Les embouteillages et la hausse du tarif de transport en commun ont été observés au cours de la semaine d’avant la fête de Noël perturbant ainsi le trafic à travers les artères desservant le centre-ville à partir de l’Est et Ouest de Kinshasa et vice-versa, a constaté le reporter d’ «IMPACT NEWS» au cours d’une ronde effectuée ce mercredi 24 décembre 2025 dans la capitale.
Chaque fin d’année, la ville-province de Kinshasa fait face à de multiples défis socioéconomiques qui imposent une attitude inhabituelle aux habitants. Face aux réalités quotidiennes qui gangrènent la capitale, entre les embouteillages persistants et les coûts de transport fixés de manière arbitraire, la population kinoise s’engage dans une bataille jamais gagnée.
Routes en pleine réhabilitation et/ou en reconstruction : renforcer le dispositif sécuritaire pour une régulation efficace de la circulation devient une tâche complexe pour les usagers, selon Martin Trésor Betu, un passager rencontré sur un arrêt de bus à Limete par le reporter d’ «IMPACT NEWS».
« Je suis ici depuis 09 heures.
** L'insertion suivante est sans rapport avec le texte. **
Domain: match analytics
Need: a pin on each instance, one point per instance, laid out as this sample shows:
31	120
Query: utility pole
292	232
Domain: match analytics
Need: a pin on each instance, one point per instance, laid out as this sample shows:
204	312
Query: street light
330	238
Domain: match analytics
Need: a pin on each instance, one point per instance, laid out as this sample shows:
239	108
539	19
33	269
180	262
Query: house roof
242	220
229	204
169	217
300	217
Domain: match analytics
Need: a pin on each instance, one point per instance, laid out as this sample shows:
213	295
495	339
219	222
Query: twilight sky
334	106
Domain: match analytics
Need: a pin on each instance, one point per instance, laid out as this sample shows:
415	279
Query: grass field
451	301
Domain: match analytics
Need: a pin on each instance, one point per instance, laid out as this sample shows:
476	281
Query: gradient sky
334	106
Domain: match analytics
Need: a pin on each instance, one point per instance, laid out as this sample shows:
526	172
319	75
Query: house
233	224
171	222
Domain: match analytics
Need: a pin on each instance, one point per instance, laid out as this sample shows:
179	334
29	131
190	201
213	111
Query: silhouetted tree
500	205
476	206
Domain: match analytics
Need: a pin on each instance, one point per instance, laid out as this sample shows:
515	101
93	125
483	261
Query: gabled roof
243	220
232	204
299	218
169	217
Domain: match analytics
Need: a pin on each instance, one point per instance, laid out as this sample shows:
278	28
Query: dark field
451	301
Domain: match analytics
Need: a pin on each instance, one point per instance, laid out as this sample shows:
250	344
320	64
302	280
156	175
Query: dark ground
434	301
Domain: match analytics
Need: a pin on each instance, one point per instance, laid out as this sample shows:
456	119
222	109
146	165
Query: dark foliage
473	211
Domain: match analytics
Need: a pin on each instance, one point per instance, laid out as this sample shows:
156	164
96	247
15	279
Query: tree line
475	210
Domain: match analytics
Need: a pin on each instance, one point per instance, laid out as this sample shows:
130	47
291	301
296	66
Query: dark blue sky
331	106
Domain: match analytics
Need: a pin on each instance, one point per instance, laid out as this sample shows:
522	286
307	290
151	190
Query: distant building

Quitter ici sur l’arrêt de la 7ème rue jusqu’au quartier 1, le prix se discute à 1500FC. Donc, c’est trop cher. Comme chaque matin, nous payons souvent 1000FC jusqu’à Kingasani. Mais payer 1500FC pour l’arrêt quartier 1, puis 1000FC jusqu’à Kingasani, ce qui fera 2500FC depuis Limete, c’est trop cher. Nous demandons aux autorités surtout au Gouverneur Daniel Bumba de placer les agents pour le suivi dans ce secteur de transport, » a-t-il réagi.
Pour les chauffeurs de véhicules de transport en commun, les raisons évoquées pour justifier la hausse des prix du transport restent les mêmes en cette période.
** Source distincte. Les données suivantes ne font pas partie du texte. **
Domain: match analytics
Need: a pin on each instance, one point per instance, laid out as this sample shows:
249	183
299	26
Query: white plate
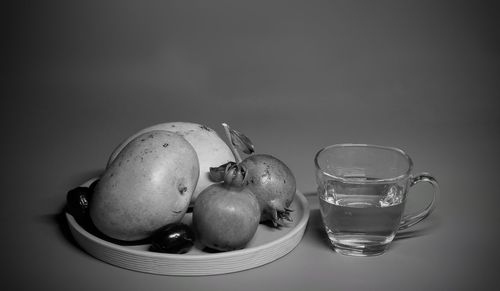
267	245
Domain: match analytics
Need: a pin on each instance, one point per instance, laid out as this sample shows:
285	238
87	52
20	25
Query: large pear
212	151
147	185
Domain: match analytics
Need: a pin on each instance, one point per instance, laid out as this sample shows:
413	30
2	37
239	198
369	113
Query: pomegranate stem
231	145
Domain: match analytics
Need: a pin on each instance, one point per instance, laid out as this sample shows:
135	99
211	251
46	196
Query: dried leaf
241	141
217	173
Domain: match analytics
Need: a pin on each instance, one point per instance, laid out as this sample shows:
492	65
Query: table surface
294	77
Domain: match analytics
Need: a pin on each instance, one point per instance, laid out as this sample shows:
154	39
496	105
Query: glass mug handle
412	219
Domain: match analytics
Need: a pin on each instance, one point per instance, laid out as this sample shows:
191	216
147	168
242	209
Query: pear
147	185
210	148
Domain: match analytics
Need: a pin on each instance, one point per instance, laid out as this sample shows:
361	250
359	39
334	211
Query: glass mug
362	191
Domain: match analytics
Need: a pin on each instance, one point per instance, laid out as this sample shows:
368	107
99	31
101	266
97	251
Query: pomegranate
273	184
267	177
225	217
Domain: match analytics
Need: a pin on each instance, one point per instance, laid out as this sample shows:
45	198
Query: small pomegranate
273	184
225	217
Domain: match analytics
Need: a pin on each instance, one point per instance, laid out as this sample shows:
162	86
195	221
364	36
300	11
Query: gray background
295	76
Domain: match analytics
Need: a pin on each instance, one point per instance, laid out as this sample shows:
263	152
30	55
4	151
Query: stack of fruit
153	177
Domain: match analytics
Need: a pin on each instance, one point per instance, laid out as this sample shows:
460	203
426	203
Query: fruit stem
231	145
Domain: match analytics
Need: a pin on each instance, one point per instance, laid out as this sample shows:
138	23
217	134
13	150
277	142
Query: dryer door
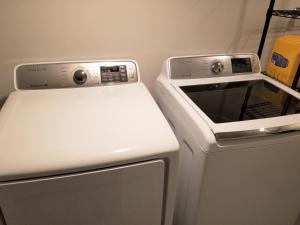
127	195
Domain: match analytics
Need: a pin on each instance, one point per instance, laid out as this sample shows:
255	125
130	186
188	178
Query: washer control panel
213	66
75	74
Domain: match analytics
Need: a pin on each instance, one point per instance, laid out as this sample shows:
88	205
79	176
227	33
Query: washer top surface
235	102
45	132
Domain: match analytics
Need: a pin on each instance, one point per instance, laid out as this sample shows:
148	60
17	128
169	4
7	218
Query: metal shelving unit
292	14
« Trop d’embouteillages surtout pendant cette période de fête, vraiment les embouteillages nous prennent du temps. Avec les embouteillages, comment allons-nous réunir le montant de versement ? Voilà pourquoi nous augmentons le coût de transport sur les clients pour réunir le montant de versement, » a souligné Shikito, conducteur d’un mini-bus bien avant que son collègue Érick de taxi bus, exprime son indignation : « Que les policiers fassent bien leur travail au lieu d’être là pour quémander de l’argent, » a-t-il fait savoir.
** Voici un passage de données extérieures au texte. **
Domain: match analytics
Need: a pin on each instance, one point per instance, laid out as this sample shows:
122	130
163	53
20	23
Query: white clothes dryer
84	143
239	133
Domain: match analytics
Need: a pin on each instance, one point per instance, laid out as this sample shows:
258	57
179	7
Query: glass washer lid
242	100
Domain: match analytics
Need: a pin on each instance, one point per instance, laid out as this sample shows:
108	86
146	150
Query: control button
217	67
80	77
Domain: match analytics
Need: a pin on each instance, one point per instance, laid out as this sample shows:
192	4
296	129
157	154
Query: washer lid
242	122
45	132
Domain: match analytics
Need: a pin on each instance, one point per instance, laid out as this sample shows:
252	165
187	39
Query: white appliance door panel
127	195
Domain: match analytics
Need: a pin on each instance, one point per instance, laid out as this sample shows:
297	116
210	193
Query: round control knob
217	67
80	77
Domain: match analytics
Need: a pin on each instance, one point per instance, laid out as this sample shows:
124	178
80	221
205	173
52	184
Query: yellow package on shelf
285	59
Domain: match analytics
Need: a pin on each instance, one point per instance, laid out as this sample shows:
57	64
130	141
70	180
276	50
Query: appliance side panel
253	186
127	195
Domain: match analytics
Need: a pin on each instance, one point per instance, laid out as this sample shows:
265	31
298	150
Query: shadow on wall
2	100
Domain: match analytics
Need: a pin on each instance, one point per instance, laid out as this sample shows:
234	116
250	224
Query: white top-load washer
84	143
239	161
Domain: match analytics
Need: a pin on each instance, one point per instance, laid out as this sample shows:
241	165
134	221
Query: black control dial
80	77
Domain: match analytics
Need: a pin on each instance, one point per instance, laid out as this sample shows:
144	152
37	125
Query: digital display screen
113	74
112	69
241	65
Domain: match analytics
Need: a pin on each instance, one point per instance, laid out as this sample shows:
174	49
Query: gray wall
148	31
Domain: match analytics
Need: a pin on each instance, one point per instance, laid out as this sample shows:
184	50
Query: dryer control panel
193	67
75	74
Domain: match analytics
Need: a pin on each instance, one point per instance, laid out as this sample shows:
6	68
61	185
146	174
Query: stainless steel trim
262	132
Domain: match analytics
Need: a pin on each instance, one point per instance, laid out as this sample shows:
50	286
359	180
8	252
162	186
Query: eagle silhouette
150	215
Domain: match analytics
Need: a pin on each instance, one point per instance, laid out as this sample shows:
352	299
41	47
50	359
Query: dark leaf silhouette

Il faut souligner qu’au-delà des grands boulevards où l’afflux de véhicules est particulièrement important, les artères secondaires n’échappent pas à la congestion. Sur les avenues de l’Université, des Huileries et de Victoire, les piétons se faufilent entre les véhicules.
Pour garantir une meilleure fluidité de la circulation en cette période de festivités, les policiers sont appelés à bannir toute forme de tracasserie routière et à s’engager activement dans la lutte contre les embouteillages, souvent qualifiés de véritable cauchemar par les Kinois. De leur côté, les usagers sont également invités à faire preuve de civisme routier.